If you want to make a O(N·logN) algorithm out of this O(N²) one, you must do exactly the same thing except that you do it inside of a line sweep algorithm. Look for Bentley Ottman algorithm. The inner algorithm will be the same, with the only difference that you will have a reduced number of edges to compare, inside of the loop.
The way I worked about the same problem
breaking the polygon into line segments
find intersecting line using IntervalTrees or LineSweepAlgo
finding a closed path using GrahamScanAlgo to find a closed path with adjacent vertices
Cross Reference 3. with DinicAlgo to Dissolve them
note: my scenario was different given the polygons had a common vertice.

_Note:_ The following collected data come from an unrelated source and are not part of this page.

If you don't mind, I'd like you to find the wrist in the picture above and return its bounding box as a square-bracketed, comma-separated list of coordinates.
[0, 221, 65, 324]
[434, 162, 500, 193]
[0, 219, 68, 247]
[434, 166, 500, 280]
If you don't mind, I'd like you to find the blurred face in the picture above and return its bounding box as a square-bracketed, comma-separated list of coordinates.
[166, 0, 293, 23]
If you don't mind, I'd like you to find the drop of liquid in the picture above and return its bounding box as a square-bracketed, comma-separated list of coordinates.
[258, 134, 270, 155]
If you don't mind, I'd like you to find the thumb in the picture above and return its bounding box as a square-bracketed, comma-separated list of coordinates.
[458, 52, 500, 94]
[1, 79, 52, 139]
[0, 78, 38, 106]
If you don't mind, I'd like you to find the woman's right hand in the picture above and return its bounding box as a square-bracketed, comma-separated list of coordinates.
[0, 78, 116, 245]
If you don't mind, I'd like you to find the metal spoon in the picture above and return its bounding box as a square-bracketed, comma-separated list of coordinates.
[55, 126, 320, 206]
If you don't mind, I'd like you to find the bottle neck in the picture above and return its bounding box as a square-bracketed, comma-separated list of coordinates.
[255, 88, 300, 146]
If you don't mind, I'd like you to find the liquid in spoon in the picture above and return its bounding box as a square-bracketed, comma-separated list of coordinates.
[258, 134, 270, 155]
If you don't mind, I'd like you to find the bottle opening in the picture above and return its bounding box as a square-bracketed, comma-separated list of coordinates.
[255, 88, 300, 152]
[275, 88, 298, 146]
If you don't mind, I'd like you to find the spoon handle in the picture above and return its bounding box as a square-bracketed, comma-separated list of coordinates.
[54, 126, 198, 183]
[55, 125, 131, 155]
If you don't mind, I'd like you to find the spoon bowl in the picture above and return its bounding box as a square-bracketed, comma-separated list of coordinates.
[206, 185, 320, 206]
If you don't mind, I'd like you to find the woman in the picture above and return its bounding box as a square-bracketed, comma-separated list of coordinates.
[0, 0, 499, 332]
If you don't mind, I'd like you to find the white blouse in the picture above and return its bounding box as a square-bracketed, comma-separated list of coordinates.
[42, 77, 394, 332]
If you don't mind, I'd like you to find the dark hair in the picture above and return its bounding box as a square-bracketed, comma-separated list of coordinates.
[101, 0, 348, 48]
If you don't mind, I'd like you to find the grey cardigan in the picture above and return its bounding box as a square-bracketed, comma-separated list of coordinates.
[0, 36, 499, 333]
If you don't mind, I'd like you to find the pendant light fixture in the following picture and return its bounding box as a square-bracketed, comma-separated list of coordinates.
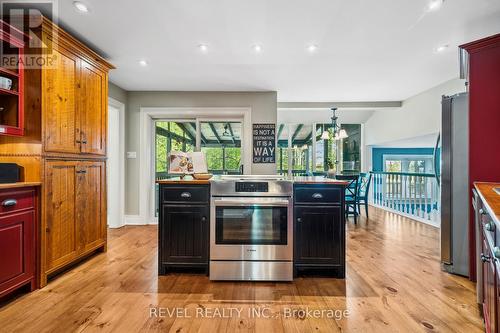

But Hope this can help
If you do not care about predictable run time you could try by first splitting your polygons into unions of convex polygons and then pairwise computing the intersection between the sub-polygons.
This would give you a collection of convex polygons such that their union is exactly the intersection of your starting polygons.
If the polygons are not aligned then they have to be aligned. I would do this by finding the centre of the polygon (average in X, average in Y) then incrementally rotating the polygon by matrix transformation, project the points to one of the axes and use the angle of minimum stdev to align the shapes (you could also use principal components). For finding the intersection, a simple algorithm would be define a grid of points. For each point maintain a count of points inside one polygon, or the other polygon or both (union) (there are simple & fast algorithms for this eg. http://wiki.unity3d.com/index.php?title=PolyContainsPoint). Count the points polygon1 & polygon2, divide by the amount of points in polygon1 or Polygon2 and you have a rough (depending on the grid sampling) estimate of proportion of polygons overlap. The intersection area would be given by the points corresponding to an AND operation.
eg.
function get_polygon_intersection($arr, $user_array)
{
$maxx = -999; // choose sensible limits for your application
$maxy = -999;
$minx = 999;
$miny = 999;
$intersection_count = 0;
$not_intersected = 0;
$sampling = 20;
// find min, max values of polygon (min/max variables passed as reference)
get_array_extent($arr, $maxx, $maxy, $minx, $miny);
get_array_extent($user_array, $maxx, $maxy, $minx, $miny);
$inc_x = $maxx-$minx/$sampling;
$inc_y = $maxy-$miny/$sampling;
// see if x,y is within poly1 and poly2 and count
for($i=$minx; $i<=$maxx; $i+= $inc_x)
{
for($j=$miny; $j<=$maxy; $j+= $inc_y)
{
$in_arr = pt_in_poly_array($arr, $i, $j);
$in_user_arr = pt_in_poly_array($user_array, $i, $j);
if($in_arr && $in_user_arr)
{
$intersection_count++;
}
else
{
$not_intersected++;
}
}
}
// return score as percentage intersection
return 100.0 * $intersection_count/($not_intersected+$intersection_count);
}
This can be a huge approximation depending on your polygons, but here's one :
Compute the center of mass for each
polygon.
Compute the min or max or average
distance from each point of the
polygon to the center of mass.
If C1C2 (where C1/2 is the center of the first/second polygon) >= D1 + D2 (where D1/2 is the distance you computed for first/second polygon) then the two polygons "intersect".
Though, this should be very efficient as any transformation to the polygon applies in the very same way to the center of mass and the center-node distances can be computed only once.